A fairy tale readers will not want to have end

Though Michael Ende intended for his book to be a children’s novel, The Neverending Story is far from being a story just for children to enjoy. If anything, older readers may find even more enjoyment in Ende’s fairy tale than children for Ende’s words speak truth that everyone should live by throughout their entire lives: that everyone’s life is a never-ending story.

A young awkward boy named Bastian Balthazar Bux loves to escape into the fantasy world of books to avoid the bullying of the real world. After stealing a book from an old bookkeeper, he realizes there is more to the book than first imagined. The Neverending Story tells the tale of a morbidly amazing adventure that Bastian soon finds he is actually a character of. The not-so imaginary world of Fantastica within the story is in danger and it is up to Bastian to save it. Can Bastian overcome his doubts and become the hero he never dreamed he could be?
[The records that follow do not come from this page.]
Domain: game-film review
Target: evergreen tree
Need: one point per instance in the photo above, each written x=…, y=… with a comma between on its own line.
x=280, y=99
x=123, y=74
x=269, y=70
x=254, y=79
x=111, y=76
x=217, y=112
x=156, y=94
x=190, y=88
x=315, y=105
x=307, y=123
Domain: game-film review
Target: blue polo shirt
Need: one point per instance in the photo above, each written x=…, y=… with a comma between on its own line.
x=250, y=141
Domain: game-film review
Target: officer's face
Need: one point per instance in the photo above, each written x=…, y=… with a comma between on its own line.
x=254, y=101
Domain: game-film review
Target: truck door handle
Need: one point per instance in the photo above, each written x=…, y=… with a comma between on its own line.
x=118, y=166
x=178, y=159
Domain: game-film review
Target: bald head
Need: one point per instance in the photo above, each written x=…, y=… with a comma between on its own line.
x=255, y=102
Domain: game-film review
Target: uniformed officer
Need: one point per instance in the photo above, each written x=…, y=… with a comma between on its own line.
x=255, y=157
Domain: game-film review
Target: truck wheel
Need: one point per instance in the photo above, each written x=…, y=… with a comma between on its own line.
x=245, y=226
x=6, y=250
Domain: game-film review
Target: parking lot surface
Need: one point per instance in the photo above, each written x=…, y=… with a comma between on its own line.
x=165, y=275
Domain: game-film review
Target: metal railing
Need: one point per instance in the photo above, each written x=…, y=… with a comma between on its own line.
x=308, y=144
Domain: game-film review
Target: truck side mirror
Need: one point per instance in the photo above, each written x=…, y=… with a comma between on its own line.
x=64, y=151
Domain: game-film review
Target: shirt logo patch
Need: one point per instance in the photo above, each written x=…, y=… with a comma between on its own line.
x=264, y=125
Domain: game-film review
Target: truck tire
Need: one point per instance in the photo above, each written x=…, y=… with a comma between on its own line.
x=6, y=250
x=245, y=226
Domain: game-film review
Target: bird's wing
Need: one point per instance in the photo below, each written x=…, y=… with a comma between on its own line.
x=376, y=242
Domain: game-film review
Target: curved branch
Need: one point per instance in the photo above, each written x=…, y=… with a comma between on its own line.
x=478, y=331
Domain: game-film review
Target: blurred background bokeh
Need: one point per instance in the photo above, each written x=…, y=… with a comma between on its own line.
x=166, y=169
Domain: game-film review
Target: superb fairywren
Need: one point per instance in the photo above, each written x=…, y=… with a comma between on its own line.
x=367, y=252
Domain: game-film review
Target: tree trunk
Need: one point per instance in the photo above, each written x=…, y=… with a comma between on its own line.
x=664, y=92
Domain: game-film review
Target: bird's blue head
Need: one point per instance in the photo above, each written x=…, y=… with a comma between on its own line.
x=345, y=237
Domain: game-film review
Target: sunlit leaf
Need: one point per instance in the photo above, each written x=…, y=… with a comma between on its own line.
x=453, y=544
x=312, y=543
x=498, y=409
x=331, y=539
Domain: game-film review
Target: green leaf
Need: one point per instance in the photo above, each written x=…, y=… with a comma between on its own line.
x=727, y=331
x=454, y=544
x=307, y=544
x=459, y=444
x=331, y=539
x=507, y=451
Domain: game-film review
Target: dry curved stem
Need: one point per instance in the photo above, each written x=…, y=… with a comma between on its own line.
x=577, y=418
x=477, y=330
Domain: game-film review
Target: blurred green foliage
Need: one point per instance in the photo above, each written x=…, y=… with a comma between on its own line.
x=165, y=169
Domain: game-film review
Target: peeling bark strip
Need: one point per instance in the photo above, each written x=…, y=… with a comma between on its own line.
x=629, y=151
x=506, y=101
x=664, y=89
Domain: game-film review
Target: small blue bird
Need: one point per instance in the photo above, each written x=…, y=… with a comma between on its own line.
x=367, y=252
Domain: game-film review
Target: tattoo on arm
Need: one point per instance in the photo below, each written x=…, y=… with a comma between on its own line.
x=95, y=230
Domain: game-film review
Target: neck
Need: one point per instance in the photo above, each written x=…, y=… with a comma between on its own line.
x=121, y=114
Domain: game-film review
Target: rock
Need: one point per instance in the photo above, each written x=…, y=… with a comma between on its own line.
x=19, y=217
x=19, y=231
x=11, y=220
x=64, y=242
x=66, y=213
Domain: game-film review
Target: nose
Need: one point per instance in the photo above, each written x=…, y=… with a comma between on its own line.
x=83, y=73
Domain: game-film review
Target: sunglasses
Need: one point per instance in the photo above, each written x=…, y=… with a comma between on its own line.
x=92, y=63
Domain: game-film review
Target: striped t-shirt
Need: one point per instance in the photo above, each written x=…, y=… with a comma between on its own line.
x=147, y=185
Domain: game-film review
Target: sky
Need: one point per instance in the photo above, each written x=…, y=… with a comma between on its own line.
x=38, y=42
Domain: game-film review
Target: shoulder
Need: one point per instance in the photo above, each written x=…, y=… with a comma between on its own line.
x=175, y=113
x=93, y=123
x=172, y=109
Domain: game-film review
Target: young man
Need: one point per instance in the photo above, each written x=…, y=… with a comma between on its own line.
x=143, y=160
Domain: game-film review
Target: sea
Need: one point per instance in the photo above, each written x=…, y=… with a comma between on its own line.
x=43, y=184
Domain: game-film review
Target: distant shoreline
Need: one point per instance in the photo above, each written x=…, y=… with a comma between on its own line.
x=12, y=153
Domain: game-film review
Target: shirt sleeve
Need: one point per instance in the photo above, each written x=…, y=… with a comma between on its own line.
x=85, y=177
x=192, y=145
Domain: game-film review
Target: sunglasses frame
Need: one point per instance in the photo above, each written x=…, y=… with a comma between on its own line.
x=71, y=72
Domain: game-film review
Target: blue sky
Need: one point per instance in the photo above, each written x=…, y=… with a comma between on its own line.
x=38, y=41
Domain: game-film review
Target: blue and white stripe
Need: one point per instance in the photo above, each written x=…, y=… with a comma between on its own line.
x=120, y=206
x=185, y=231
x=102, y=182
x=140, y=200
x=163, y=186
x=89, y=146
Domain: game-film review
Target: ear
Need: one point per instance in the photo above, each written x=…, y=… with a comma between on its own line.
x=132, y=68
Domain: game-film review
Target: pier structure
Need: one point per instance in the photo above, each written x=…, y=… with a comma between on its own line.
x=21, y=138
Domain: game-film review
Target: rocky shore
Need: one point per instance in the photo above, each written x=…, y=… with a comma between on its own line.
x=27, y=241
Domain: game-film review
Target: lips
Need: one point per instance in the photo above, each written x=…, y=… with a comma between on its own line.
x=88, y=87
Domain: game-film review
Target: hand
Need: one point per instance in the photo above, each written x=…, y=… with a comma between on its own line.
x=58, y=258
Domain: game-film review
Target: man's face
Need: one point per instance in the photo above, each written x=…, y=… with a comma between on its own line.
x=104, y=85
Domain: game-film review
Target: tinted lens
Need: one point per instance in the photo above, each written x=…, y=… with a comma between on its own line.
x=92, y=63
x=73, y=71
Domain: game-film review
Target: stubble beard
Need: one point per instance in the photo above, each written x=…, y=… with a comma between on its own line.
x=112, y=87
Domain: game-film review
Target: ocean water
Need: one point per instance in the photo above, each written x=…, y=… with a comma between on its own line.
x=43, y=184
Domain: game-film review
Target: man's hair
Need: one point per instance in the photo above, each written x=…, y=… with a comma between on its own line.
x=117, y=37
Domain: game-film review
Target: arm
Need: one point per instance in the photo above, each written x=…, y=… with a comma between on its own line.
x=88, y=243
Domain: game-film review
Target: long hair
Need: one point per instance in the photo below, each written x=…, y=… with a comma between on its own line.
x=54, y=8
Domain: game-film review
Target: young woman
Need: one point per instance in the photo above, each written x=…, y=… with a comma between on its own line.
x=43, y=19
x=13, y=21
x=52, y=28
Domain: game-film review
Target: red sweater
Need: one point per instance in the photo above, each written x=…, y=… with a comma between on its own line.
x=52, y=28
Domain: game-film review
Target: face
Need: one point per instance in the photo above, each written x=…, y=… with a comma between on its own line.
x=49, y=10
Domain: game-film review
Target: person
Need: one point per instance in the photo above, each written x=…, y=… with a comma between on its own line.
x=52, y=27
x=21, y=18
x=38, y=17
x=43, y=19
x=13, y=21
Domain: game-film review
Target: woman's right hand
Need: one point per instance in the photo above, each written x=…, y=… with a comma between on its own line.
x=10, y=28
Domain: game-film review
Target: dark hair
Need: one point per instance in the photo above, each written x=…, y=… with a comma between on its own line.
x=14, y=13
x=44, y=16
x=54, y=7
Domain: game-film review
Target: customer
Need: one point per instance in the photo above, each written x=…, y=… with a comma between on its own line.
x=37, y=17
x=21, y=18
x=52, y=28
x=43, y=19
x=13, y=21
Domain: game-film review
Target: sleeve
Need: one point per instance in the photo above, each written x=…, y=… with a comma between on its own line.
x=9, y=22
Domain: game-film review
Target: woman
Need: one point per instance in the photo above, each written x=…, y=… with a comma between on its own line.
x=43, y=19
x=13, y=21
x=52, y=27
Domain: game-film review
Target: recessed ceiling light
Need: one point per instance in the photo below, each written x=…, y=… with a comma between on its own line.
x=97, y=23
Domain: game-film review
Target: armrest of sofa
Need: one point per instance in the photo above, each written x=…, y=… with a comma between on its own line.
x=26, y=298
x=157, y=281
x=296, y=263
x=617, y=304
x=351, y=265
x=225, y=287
Ende grabs the reader’s attention from page one with a backwards phrase. Before a reader even begins reading the story, he or she is trying to discover what the backwards line says, usually taking the book to a mirror rather than continuing to read the first full paragraph (where it states what the line says). This short introduction is both fun and intriguing for the reader and makes the reader want to read more. Shortly after, readers both young and old are introduced to a very realistic character: an awkward ten year old boy who is bullied for being shy and overweight. His only escape from the cruel gibes of his peers is in books, a common trait for those who have been the victim of bullying. For younger readers, Bastian could be a character many relate to while for older readers, Bastian could be a character they once were in grade school. The reality of this character is gripping, for instead of a character the readers wish they could be, they are introduced to a character that they may already be or were in the past.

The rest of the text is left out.